Ma non sembrava completamente persuasa. Traversò l’ingresso con passo incerto.
«Tina, c’è il signor commissario, che vuole interrogarci ancora…».
«Ha già parlato con te, mamma?».
«Poche parole… È appena arrivato…».
«Buongiorno, commissario. Sempre quella storia dello spiritismo, eh?».
Era ancora più piccola, più insignificante, più inesistente della prima volta che De Vincenzi l’aveva veduta. Forse, per il suo abitino grigio, col colletto rovesciato di tela bianca, la sottana corta, da cui uscivano le gambe troppo magre e ossute, con le calze nere e le scarpe a tacco basso e a punta quadra. Sotto il cappellino scuro, il visuccio smorto si profilava senza rilievo.
Il commissario, s’era inchinato. La guardava.
«Già!…».
Un lampo di corruccio illuminò improvvisamente il volto della ragazza.
«Mamma s’è sentita male!» disse, indicando la bottiglia dell’acqua e il bicchiere sul tavolo e fissò De Vincenzi con rimprovero. «Che cosa le ha detto, lei?».

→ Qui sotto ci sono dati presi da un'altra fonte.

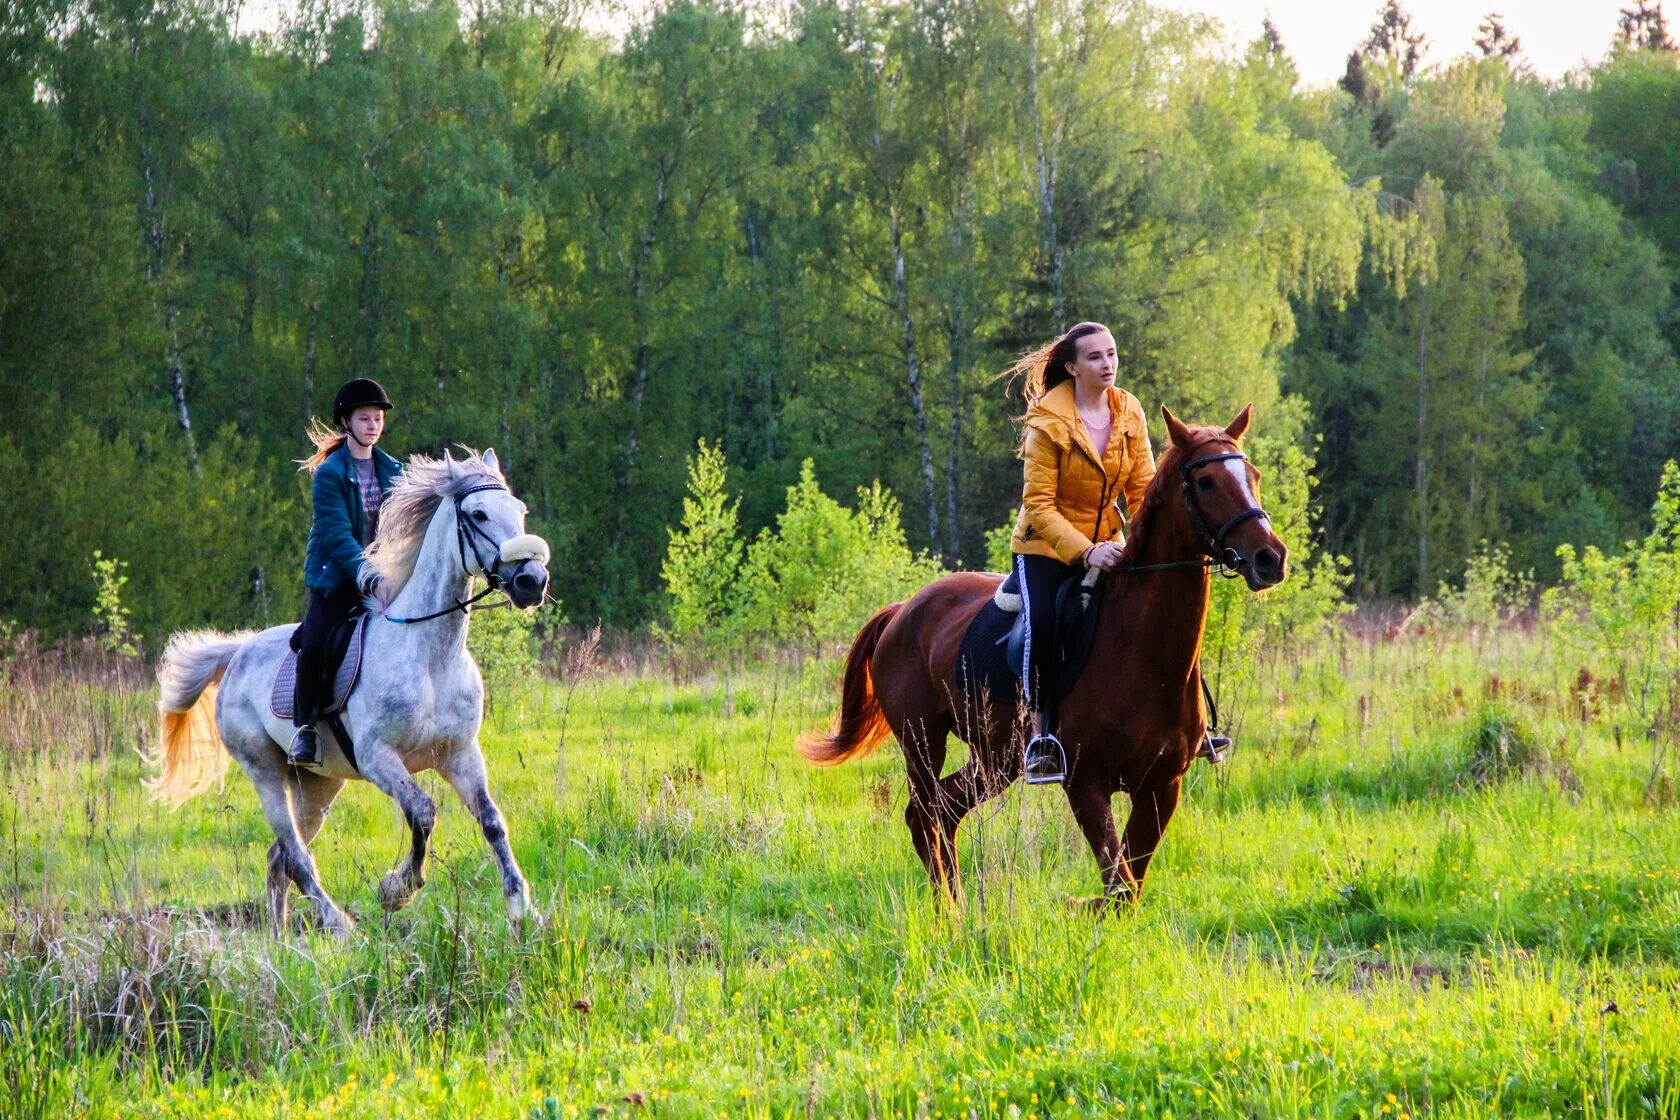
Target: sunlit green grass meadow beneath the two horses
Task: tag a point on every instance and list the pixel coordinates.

«Non mi sono sentita male, Tina… Il commissario è stato gentilissimo…».
«E da me che cosa vuole?».
Non era aggressiva. Soltanto amaramente rassegnata.
S’accorse d’avere tra le mani, inguantate di filo nero, un libro e le pagelle e li posò sul tavolo. De Vincenzi tossì.

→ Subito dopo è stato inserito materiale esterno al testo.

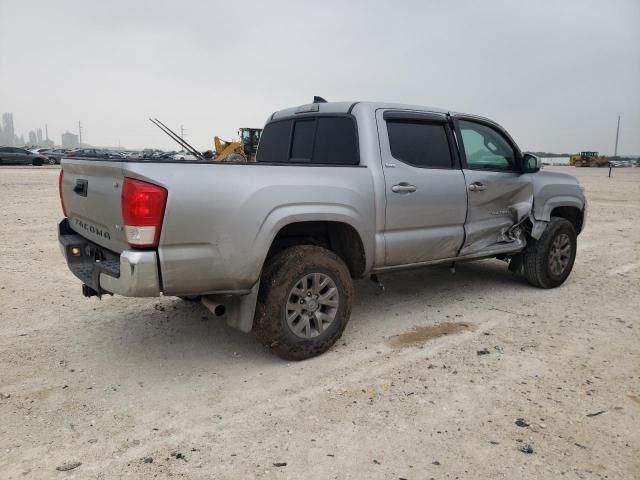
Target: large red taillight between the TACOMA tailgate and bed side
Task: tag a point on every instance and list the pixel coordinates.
(142, 212)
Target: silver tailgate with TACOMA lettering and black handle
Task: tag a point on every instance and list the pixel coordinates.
(92, 193)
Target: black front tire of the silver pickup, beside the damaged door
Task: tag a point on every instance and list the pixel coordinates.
(538, 261)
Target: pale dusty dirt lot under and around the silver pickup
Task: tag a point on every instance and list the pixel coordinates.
(157, 388)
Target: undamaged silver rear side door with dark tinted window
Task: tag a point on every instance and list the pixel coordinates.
(426, 196)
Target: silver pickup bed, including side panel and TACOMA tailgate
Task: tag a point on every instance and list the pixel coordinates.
(220, 218)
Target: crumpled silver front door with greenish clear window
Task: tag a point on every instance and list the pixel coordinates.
(499, 196)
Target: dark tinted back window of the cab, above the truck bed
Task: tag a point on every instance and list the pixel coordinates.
(317, 140)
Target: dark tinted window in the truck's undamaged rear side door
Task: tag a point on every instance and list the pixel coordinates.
(419, 144)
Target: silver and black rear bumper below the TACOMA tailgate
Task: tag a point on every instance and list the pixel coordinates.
(131, 273)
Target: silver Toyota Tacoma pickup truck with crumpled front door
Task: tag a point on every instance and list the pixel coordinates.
(338, 191)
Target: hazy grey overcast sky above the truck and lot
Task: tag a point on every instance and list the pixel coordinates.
(555, 74)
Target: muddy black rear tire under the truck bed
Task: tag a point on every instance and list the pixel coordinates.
(284, 272)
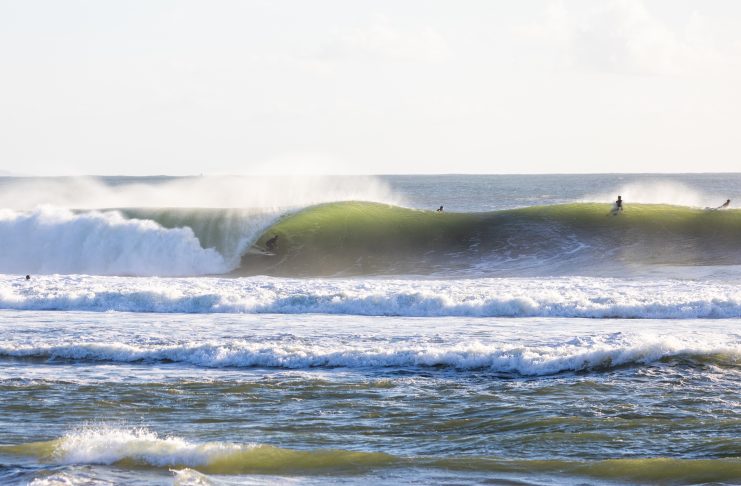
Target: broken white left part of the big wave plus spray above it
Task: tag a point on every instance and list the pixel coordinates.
(156, 225)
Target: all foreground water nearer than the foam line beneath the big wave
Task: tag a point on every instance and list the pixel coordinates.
(123, 397)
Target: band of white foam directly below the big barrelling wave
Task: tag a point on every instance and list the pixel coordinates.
(497, 297)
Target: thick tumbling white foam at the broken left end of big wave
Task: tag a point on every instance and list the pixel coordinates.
(55, 240)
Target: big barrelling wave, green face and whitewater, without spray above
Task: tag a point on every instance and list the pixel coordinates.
(370, 239)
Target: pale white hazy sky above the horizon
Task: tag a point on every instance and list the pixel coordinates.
(369, 87)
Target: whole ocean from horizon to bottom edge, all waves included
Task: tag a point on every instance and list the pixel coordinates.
(523, 335)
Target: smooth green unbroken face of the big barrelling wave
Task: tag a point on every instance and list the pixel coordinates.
(357, 238)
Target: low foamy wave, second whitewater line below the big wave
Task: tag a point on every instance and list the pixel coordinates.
(579, 354)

«Vorrei che rammentasse chi venne a invitare sua madre, sabato scorso, perché andasse al Circolo di via Broletto…».
La figlia diede uno sguardo alla donna, che si teneva sulla soglia.

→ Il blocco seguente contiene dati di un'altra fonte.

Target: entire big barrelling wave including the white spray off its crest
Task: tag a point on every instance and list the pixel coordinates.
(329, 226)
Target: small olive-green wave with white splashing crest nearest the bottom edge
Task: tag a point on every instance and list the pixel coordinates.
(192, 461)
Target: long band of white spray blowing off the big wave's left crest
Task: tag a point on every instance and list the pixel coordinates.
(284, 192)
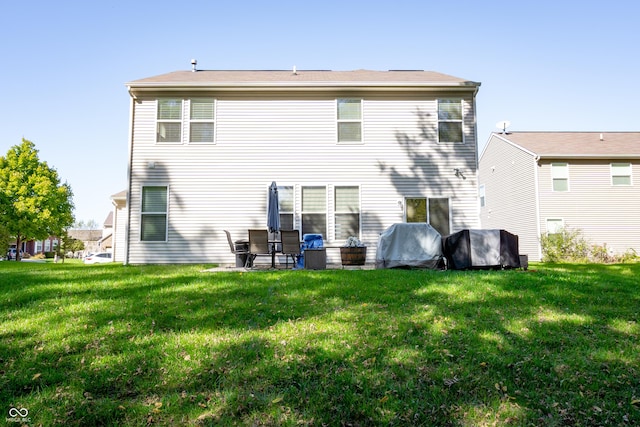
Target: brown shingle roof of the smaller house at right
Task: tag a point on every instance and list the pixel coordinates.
(577, 144)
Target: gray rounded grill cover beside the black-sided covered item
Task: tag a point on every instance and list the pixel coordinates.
(409, 245)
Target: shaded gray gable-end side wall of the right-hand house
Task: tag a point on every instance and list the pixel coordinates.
(508, 173)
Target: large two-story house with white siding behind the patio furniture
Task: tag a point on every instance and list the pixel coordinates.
(352, 152)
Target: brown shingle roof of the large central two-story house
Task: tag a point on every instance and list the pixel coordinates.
(281, 79)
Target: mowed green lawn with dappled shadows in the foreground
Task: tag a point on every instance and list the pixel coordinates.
(174, 345)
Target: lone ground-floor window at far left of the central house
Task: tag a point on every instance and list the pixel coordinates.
(153, 227)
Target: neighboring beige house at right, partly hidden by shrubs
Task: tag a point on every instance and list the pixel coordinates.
(533, 183)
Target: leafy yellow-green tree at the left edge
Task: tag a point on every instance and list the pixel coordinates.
(33, 203)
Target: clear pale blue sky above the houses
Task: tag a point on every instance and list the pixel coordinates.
(543, 65)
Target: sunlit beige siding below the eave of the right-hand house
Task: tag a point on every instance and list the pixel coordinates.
(604, 212)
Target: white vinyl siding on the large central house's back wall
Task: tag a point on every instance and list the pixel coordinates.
(292, 140)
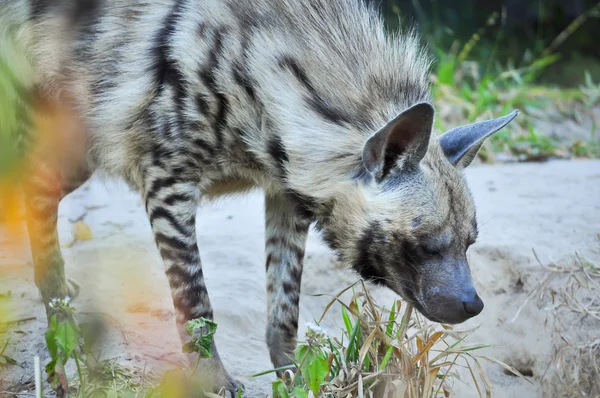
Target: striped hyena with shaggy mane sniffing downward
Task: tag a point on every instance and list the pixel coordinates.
(310, 100)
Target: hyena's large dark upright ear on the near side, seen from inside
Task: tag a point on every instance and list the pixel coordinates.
(403, 141)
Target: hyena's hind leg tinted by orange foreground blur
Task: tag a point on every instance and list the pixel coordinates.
(43, 188)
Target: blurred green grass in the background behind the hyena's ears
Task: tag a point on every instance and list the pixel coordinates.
(462, 96)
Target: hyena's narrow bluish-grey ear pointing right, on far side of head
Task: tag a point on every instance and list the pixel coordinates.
(460, 145)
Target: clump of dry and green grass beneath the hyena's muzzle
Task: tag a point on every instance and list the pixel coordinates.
(386, 353)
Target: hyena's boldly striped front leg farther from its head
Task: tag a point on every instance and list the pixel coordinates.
(172, 205)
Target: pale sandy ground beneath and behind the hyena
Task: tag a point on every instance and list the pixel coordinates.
(553, 208)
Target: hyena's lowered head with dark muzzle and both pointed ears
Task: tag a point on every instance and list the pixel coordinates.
(415, 218)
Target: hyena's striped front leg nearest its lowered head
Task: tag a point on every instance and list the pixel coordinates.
(286, 232)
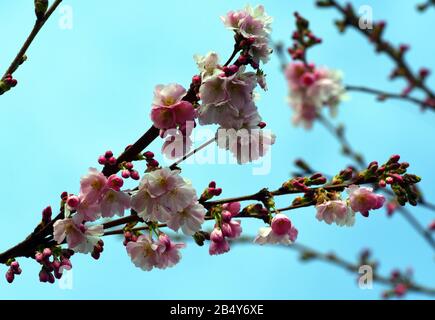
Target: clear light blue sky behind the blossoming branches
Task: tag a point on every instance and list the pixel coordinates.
(88, 89)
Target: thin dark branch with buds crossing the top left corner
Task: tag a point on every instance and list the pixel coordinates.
(43, 13)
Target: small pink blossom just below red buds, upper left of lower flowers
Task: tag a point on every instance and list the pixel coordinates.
(92, 186)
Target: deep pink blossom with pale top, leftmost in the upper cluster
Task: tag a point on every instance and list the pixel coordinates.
(168, 109)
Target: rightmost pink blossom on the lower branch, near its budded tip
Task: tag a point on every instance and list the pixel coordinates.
(364, 199)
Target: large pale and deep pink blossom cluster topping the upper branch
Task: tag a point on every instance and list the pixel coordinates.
(221, 94)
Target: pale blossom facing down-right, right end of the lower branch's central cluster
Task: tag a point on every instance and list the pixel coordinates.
(189, 219)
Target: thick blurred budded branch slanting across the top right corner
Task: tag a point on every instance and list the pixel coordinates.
(397, 54)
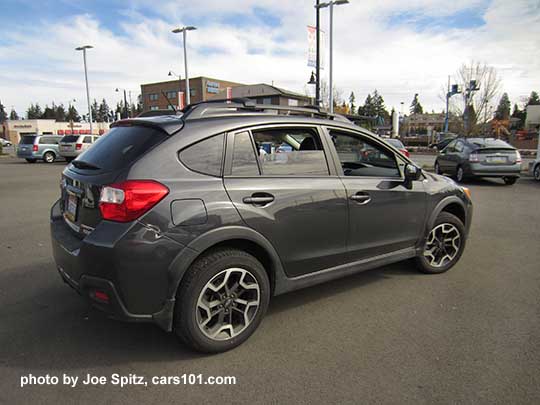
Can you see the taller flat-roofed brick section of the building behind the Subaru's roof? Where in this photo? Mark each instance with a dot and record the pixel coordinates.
(161, 95)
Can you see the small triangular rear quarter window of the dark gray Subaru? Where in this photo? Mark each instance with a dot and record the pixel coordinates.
(204, 157)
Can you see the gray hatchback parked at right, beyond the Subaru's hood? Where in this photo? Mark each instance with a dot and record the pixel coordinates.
(479, 157)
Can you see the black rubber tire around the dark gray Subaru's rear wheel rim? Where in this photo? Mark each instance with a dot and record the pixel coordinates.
(201, 272)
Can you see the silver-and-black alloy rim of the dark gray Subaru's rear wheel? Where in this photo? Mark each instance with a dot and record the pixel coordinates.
(228, 304)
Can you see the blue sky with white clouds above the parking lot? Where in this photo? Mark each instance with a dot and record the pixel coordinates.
(398, 47)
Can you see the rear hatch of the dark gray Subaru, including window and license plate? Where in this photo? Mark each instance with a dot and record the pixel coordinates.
(107, 162)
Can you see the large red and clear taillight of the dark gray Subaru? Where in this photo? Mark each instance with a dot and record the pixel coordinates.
(127, 201)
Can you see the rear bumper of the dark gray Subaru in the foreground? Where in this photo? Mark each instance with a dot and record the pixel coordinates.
(113, 262)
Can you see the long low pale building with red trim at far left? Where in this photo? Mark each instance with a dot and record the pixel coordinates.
(13, 130)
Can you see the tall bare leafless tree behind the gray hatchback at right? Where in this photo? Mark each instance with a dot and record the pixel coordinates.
(481, 100)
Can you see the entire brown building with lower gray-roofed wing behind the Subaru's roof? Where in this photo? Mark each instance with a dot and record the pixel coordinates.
(164, 95)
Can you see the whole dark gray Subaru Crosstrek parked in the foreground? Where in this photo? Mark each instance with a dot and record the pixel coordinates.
(194, 221)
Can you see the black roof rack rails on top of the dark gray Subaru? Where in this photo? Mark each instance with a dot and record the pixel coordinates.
(240, 106)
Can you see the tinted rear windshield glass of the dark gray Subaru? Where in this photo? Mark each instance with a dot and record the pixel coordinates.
(121, 146)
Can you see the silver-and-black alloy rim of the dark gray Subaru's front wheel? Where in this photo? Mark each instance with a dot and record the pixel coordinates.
(442, 245)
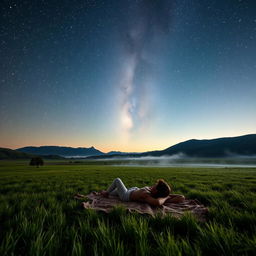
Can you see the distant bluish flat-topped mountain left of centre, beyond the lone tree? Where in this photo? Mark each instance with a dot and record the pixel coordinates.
(61, 151)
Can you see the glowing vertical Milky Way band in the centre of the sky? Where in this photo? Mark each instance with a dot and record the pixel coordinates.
(153, 20)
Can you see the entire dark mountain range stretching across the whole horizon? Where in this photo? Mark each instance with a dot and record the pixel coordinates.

«Non glielo hai detto?». «Non me lo ha chiesto».
«Si vede che voleva chiederlo a me» disse, sempre con quel tono di rassegnazione pacata. «Fu il signor Chirico. Venne il venerdì verso sera, poco prima di cena». «Come disse?». «Oh! Vuole che ricordi le sue parole!».
«Insisté, perché non mancasse? Sembrò annettere un’importanza particolare a quella seduta?».
«Non più delle altre volte. Lui insisteva sempre, soprattutto quando ero presente io, che sapeva ostile a quel genere di cose».
«E la mamma si recò sola in via Broletto?».
«Io non potevo accompagnarla. Nel pomeriggio del sabato c’è sempre il cinematografo educativo e debbo condurvi i bambini».
«Quando sua madre tornò dalla seduta, le riferì nulla di particolare?».
«Povera mamma!» ma nella sua compassione era una punta di biasimo, quasi di disprezzo. «Quando torna da una di quelle sedute, è molto se trova la forza di mangiare prima di coricarsi. Quella sera si coricò subito, tanto era stremata. Le portai uno zabaione a letto».
«E l’indomani… quando si sentì in forze, insomma… non le accennò alla profezia, che aveva fatta durante il sonno magnetico?».
«No. Io l’ho sentita per la prima volta davanti a lei. Ma non mi sarei impressionata, se me l’avesse detta. Non credo allo spiritismo, io».
«Neppure che sua madre abbia virtù medianiche?».
«Questo non c’entra. Siamo nel campo dell’ipnosi e della suggestione, secondo me. Mia madre è molto impressionabile. Come una bimba».
Sempre quell’aria di compatimento poco indulgente. Si indovinava che era lei a far andare la casa e a comandare. E non doveva avere la mano leggera, nell’imporre la propria volontà.
«Grazie, signorina. Questo è tutto».
S’inchinò di nuovo. La madre lo aspettava in anticamera.